As trainers, we are more than the persons who work with our clients one to three times a week, but we are also a resource for parents, teachers, and those who work with our clients. Many children and teens benefit from exercise because it is heavy work. Many activities we demonstrate in the gym can be modified for work in the school and home.
What is Heavy Work?
Heavy work is a term coined to describe any type of activity that activates proprioceptive receptors. Proprioception is the sensory system responsible for body awareness and it activates in the muscles, joints, and ligaments. Heavy work can have a calming effect or alert and orienting effect, based on what your client is craving. It allows your client to get adequate proprioceptive input that will help them focus and increase self-regulation Proprioception works closely with the vestibular system, which has a huge effect on your child’s behaviors. Heavy work activities make great “brain breaks” during the day or when your child/teen just needs some time to reset so they can focus on an activity or task.
Trainers can practice with their clients and give parents suggestions under the guidance of an OT or PT for appropriate proprioceptive activities. Some of the activities that trainers can add to their training to help parents is helping children do:
- Have children do activities with their hands such as wheelbarrow walking
- Activities where they are pushing and pulling various objects both with large and small muscles
- Hatha Yoga with basic sun salutations
- Climbing walls
- Crab walking
- Riding a bike
- Jump rope
- Small trampoline
- Hoppy Ball
- Balance beam
- Blowing bubbles
- Heavy Objects lifting
Chores with big muscles include:
- Scrubbing the floor
- Wiping the counters
- Yard work
- Shoveling snow
Chores with small muscles include:
- Sorting plates
- Taking out the garbage
Obstacles and relays with heavy baskets:
- Pushing and pulling games
- Strength training or games with exercise bands
Weighted backpacks – Just fill a backpack up with some dictionaries and let a student wear it; scarves and vests blankets; and tap animals to help youngsters stay calm throughout the day!

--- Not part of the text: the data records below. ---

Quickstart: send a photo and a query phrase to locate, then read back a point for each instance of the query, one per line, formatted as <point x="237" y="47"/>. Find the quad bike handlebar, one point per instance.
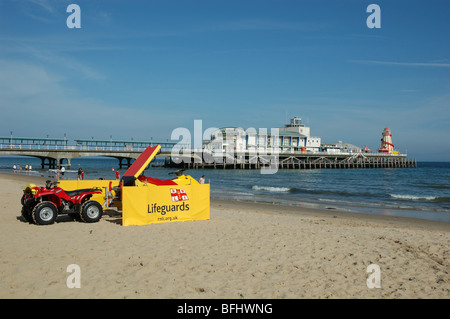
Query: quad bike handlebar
<point x="177" y="173"/>
<point x="50" y="184"/>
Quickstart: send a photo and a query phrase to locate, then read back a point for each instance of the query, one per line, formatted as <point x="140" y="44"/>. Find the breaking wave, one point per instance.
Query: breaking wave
<point x="413" y="197"/>
<point x="271" y="189"/>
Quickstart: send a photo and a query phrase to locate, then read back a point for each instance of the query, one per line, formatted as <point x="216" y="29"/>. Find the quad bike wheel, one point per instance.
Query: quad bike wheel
<point x="26" y="214"/>
<point x="44" y="213"/>
<point x="91" y="211"/>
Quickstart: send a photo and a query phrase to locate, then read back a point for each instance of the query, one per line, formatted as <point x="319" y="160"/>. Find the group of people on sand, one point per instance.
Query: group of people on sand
<point x="18" y="169"/>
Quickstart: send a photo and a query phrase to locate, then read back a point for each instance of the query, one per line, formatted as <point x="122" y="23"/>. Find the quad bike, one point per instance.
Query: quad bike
<point x="42" y="205"/>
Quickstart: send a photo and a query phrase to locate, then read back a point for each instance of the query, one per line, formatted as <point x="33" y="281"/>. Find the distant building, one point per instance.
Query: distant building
<point x="293" y="137"/>
<point x="386" y="142"/>
<point x="340" y="147"/>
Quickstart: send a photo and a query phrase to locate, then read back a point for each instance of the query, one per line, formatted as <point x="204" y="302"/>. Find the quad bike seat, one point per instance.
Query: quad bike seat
<point x="79" y="191"/>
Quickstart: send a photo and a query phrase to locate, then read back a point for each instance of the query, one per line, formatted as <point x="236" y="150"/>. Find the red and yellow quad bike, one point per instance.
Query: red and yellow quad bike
<point x="42" y="205"/>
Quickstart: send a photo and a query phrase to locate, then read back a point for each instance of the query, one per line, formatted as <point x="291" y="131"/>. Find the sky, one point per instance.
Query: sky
<point x="140" y="69"/>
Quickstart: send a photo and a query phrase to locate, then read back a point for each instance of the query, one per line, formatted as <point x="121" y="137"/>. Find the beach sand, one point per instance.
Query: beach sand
<point x="245" y="250"/>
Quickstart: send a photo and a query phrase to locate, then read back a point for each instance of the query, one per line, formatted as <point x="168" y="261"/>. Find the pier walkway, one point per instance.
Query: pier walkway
<point x="57" y="152"/>
<point x="299" y="160"/>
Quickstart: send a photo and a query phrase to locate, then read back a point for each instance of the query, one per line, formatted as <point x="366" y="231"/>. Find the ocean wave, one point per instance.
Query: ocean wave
<point x="413" y="197"/>
<point x="271" y="189"/>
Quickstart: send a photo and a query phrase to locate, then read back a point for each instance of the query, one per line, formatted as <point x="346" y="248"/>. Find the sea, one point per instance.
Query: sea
<point x="422" y="192"/>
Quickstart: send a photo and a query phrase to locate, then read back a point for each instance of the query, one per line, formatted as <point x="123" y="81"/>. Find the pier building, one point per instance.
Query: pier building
<point x="293" y="137"/>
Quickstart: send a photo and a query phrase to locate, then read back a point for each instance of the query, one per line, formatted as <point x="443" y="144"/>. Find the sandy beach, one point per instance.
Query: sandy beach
<point x="245" y="251"/>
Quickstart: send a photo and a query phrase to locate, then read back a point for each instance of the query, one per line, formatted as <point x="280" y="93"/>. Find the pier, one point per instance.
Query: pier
<point x="58" y="152"/>
<point x="300" y="161"/>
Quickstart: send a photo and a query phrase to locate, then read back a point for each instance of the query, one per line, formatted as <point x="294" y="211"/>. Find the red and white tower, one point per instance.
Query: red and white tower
<point x="386" y="142"/>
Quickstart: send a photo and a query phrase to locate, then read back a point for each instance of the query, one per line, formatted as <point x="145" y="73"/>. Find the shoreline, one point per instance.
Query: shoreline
<point x="244" y="251"/>
<point x="270" y="206"/>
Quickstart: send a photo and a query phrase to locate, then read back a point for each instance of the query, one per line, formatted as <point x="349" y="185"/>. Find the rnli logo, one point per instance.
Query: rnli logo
<point x="178" y="195"/>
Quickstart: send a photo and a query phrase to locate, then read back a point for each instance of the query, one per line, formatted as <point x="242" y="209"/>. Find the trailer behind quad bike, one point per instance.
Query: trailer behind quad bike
<point x="141" y="199"/>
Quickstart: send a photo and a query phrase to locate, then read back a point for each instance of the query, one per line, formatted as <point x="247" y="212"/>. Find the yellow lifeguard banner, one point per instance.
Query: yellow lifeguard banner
<point x="146" y="205"/>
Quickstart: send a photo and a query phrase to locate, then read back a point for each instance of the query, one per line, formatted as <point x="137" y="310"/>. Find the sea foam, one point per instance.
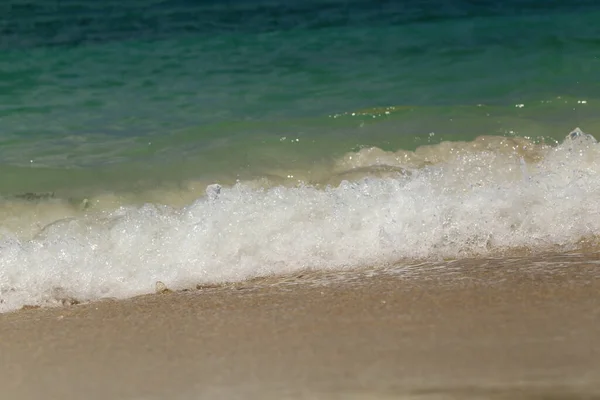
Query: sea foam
<point x="469" y="200"/>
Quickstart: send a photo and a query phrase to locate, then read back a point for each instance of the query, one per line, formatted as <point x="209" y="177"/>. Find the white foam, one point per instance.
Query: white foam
<point x="472" y="202"/>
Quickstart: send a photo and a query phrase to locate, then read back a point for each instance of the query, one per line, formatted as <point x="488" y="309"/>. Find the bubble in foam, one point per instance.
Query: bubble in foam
<point x="468" y="199"/>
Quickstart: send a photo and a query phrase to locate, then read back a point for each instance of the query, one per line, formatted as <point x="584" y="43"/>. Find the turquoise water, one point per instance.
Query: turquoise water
<point x="197" y="142"/>
<point x="132" y="94"/>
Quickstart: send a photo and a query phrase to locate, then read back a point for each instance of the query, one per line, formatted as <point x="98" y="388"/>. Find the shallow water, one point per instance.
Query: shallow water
<point x="207" y="142"/>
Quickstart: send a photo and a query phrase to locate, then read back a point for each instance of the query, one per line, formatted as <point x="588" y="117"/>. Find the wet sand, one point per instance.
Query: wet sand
<point x="476" y="333"/>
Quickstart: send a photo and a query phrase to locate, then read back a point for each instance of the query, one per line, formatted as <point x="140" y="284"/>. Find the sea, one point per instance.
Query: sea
<point x="176" y="143"/>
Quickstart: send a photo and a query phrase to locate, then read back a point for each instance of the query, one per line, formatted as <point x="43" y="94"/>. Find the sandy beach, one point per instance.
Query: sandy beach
<point x="478" y="332"/>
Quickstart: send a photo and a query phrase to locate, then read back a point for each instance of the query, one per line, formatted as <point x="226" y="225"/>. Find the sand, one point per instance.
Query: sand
<point x="480" y="331"/>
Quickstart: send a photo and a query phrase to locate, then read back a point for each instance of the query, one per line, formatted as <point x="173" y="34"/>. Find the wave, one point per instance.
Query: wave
<point x="449" y="200"/>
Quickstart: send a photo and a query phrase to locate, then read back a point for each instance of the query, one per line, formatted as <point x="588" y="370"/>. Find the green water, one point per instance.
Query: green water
<point x="129" y="95"/>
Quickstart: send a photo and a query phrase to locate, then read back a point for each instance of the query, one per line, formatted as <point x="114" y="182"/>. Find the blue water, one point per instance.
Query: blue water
<point x="193" y="142"/>
<point x="138" y="91"/>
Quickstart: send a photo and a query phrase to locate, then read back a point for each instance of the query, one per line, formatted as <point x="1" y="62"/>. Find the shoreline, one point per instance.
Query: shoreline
<point x="475" y="333"/>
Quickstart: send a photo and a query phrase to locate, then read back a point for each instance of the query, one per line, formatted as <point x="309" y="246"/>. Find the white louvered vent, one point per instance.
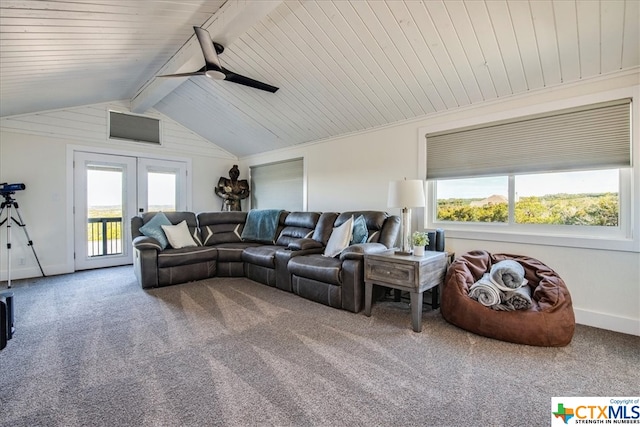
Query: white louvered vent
<point x="134" y="128"/>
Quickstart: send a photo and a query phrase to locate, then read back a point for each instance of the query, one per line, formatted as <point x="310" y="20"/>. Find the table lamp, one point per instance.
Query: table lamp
<point x="406" y="194"/>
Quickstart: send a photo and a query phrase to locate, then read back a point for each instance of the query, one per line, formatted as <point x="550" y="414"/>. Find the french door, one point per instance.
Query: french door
<point x="108" y="191"/>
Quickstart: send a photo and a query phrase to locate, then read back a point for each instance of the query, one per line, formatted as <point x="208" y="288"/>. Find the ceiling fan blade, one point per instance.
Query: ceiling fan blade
<point x="208" y="50"/>
<point x="237" y="78"/>
<point x="195" y="73"/>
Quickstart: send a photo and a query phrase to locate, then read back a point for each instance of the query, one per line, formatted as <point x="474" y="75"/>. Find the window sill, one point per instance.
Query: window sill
<point x="571" y="241"/>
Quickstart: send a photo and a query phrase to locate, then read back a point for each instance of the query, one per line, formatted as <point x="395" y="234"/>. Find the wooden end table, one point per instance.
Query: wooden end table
<point x="405" y="273"/>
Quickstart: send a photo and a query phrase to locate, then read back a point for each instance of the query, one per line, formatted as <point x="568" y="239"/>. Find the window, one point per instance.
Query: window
<point x="278" y="186"/>
<point x="582" y="198"/>
<point x="563" y="174"/>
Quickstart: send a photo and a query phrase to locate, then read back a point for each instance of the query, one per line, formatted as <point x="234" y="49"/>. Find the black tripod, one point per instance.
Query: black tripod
<point x="9" y="203"/>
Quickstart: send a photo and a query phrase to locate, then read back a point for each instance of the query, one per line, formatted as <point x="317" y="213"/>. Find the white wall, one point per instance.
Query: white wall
<point x="34" y="149"/>
<point x="353" y="172"/>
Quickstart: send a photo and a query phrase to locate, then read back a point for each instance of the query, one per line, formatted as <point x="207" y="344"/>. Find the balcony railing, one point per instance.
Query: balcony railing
<point x="104" y="236"/>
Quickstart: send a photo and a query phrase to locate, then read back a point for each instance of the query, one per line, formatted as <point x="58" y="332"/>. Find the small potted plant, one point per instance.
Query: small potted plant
<point x="420" y="239"/>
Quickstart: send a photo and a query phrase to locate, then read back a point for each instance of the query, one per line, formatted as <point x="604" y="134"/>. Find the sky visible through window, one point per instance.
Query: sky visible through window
<point x="105" y="188"/>
<point x="601" y="181"/>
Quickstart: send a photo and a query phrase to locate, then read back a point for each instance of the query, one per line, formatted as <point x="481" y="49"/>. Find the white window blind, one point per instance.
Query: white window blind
<point x="593" y="136"/>
<point x="278" y="185"/>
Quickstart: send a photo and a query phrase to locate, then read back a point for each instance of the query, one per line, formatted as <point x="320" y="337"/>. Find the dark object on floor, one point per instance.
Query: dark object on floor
<point x="550" y="321"/>
<point x="6" y="318"/>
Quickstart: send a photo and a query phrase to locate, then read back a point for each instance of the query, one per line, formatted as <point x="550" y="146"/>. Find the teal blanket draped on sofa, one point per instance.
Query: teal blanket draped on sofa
<point x="261" y="225"/>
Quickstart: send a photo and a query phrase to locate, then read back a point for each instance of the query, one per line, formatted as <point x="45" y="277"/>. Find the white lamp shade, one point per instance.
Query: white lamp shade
<point x="406" y="194"/>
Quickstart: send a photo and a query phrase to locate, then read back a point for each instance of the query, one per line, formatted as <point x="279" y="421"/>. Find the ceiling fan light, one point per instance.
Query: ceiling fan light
<point x="215" y="75"/>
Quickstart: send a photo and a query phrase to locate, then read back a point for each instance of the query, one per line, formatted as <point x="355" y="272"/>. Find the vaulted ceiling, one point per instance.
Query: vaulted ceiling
<point x="341" y="66"/>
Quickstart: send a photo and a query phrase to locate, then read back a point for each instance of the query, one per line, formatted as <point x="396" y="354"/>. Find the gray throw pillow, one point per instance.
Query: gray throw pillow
<point x="360" y="232"/>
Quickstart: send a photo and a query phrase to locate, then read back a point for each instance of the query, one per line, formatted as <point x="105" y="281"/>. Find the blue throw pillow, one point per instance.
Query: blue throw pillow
<point x="360" y="232"/>
<point x="154" y="229"/>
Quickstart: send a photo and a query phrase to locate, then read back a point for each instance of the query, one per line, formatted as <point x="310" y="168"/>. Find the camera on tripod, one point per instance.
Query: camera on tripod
<point x="6" y="189"/>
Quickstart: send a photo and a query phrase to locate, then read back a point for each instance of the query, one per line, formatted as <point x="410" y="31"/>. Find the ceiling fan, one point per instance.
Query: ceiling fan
<point x="212" y="67"/>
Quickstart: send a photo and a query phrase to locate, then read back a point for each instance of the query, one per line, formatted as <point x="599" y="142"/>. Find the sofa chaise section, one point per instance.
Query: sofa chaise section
<point x="156" y="267"/>
<point x="339" y="281"/>
<point x="260" y="261"/>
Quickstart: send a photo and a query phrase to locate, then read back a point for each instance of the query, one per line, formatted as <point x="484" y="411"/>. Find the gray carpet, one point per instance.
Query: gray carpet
<point x="93" y="349"/>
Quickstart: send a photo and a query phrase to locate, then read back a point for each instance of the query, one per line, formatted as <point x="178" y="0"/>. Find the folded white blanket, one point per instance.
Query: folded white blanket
<point x="498" y="297"/>
<point x="507" y="275"/>
<point x="485" y="291"/>
<point x="519" y="299"/>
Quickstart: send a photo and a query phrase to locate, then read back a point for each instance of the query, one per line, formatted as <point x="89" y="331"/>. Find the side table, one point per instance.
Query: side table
<point x="406" y="273"/>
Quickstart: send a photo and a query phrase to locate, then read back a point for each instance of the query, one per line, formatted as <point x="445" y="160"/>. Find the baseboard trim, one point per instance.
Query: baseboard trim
<point x="608" y="321"/>
<point x="29" y="272"/>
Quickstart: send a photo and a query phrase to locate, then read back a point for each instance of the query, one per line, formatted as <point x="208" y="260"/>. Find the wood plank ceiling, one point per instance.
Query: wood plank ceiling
<point x="342" y="66"/>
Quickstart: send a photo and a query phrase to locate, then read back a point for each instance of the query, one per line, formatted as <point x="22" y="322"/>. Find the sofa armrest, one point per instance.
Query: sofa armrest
<point x="304" y="244"/>
<point x="145" y="242"/>
<point x="359" y="250"/>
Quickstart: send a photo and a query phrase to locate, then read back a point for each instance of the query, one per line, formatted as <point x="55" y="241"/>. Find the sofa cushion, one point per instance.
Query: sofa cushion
<point x="178" y="235"/>
<point x="317" y="267"/>
<point x="232" y="252"/>
<point x="153" y="228"/>
<point x="339" y="239"/>
<point x="186" y="256"/>
<point x="261" y="255"/>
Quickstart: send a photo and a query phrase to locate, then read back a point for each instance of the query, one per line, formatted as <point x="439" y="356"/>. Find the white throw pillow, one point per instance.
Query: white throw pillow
<point x="339" y="239"/>
<point x="178" y="235"/>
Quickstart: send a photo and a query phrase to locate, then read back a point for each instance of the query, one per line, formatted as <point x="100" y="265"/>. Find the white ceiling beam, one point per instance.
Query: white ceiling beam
<point x="232" y="20"/>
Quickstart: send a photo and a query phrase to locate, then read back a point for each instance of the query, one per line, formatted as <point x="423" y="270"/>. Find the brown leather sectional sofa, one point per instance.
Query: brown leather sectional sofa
<point x="293" y="263"/>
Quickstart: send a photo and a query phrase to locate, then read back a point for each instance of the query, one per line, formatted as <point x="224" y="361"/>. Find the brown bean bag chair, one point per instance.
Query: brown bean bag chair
<point x="549" y="322"/>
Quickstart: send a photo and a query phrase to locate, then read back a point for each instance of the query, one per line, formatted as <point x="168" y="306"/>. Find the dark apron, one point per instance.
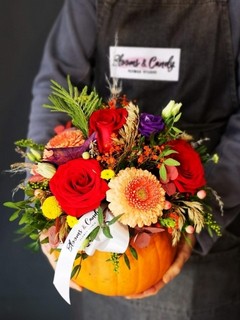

What are the benefits of heavy work? They help organize the brain, are calming, helps refocus a child or teen before mental work, improves attention, helps with body awareness, and strengthens muscle tone. Finally, it helps with heavy-weight bearing activities on ANY of your joint and muscles.
Heavy work is great for all children, not just children with sensory processing disorder. This will make sure the child is getting plenty of time to get the kind of exercise needed to manage the stresses the sensory child’s brain is experiencing.
When a child has sensory needs, there is often an element that craves input into the body. Heavy work, in conclusion, is Proprioceptive input is the performance of tasks that involve heavy resistance and input to the muscles and joints and is essential in helping our bodies assimilate and process both movement (vestibular) and touch (tactile) information. An exercise is a natural form of overall health. With the sensory child, this holds true, but “heavy work” exercises are going to be the most beneficial.